Federal Stafford student loans doubled on July 1, from 3.4 percent to 6.8 percent, after Congress failed to extend a 2007 law that previously cut rates. The law expires today.
This increase will affect an estimated 7.4 million university students and cost them an additional $2,600. The soaring debt could leave college students with a ball and chain on their economic freedom that may make it difficult to buy a house and start families.
Student debt has disproportionately affected African-American student loan borrowers: 27 percent of Black bachelor’s degree recipients compared to 16 percent of white degree holders have high student loan debt, according to a 2010 College Board study. High debt is considered an amount over $30,500.

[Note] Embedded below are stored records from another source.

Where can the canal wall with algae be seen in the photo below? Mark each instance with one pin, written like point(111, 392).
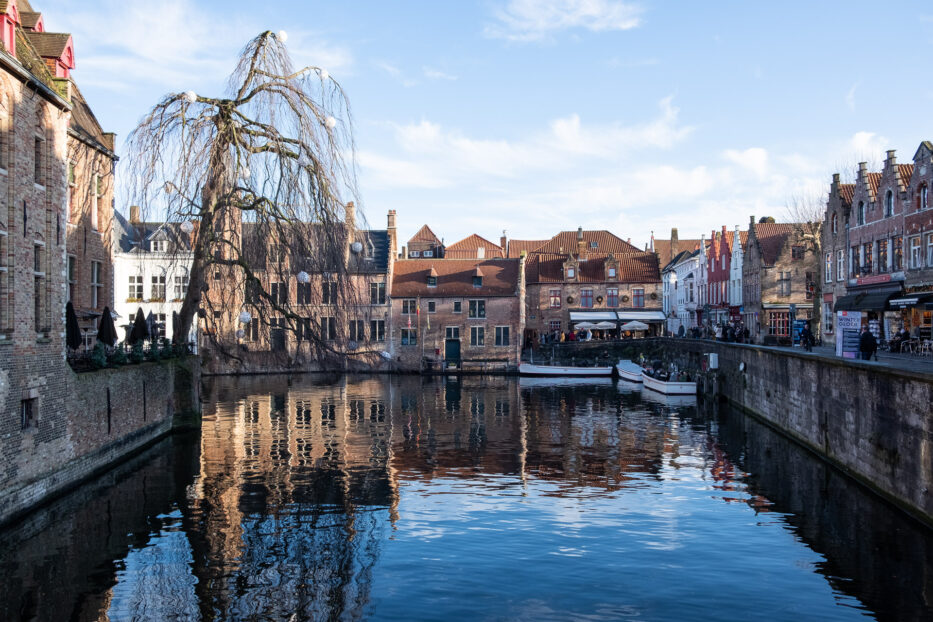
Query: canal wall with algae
point(111, 414)
point(872, 421)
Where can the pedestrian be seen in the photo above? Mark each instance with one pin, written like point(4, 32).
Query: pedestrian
point(867, 344)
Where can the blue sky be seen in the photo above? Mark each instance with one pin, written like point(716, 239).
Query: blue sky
point(536, 116)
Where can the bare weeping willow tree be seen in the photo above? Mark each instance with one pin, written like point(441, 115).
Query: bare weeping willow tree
point(262, 176)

Congress may reach a new deal toward the end of the summer, but this may be unlikely.
NBC News reports:
"It is possible for them to make a retroactive change, but only if the loans have not yet been disbursed," says Mark Kantrowitz, senior vice president and publisher of Edvisors.com. "So they could make a retroactive change if the US Department of Education delays the disbursement. But I doubt Congress will reach an agreement after July 1, as they are still too far apart."
More than 7 million undergraduates receive subsidized Stafford loans, for which the federal government pays the interest while the students are enrolled in school.
But the nation's student debt crisis affects so many more.
More than 38 million Americans have student loan debt, totaling nearly $1 trillion, a staggering number that has quadrupled in 10 years and keeps rising. Student loan debt now surpasses credit card and auto loan debt in this country — and it's only expected to get worse before it gets better.